For mobile operators, it threatens to destabilize new service planning by reducing the return on wireless infrastructure investment.
Usage-based pricing may offer some relief, but it may be a difficult remedy to apply in a competitive market, and regulatory intervention may limit or even prevent it in some areas.
As 4G wireless network services offer higher bandwidth per-user than earlier generations and could result in even more traffic, operators are eager to find ways to reduce the cost of handling that traffic without impacting their competitive position. The answer may be getting wireless traffic off expensive wireless networks quickly using 4G network offload.
Offloading 4G network traffic focuses on two areas—the radio access network (RAN) and mobile backhaul.

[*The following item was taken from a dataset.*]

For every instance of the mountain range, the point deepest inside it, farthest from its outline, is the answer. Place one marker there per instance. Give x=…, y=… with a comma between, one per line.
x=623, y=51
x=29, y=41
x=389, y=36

· The goal in the RAN is to find alternative connection strategies for appliances with high data use, especially tablets and laptop dongles, that could congest cells and degrade service to other customers.
· The goal of mobile backhaul network offload is to quickly transfer internet traffic to the wireline Internet, getting it off of any premium backhaul paths that require a higher investment per bit because they are architected to support premium services. Hairpinning -- routing traffic in and out of 4G backhaul networks to support roaming users -- should be avoided for low-revenue data handling.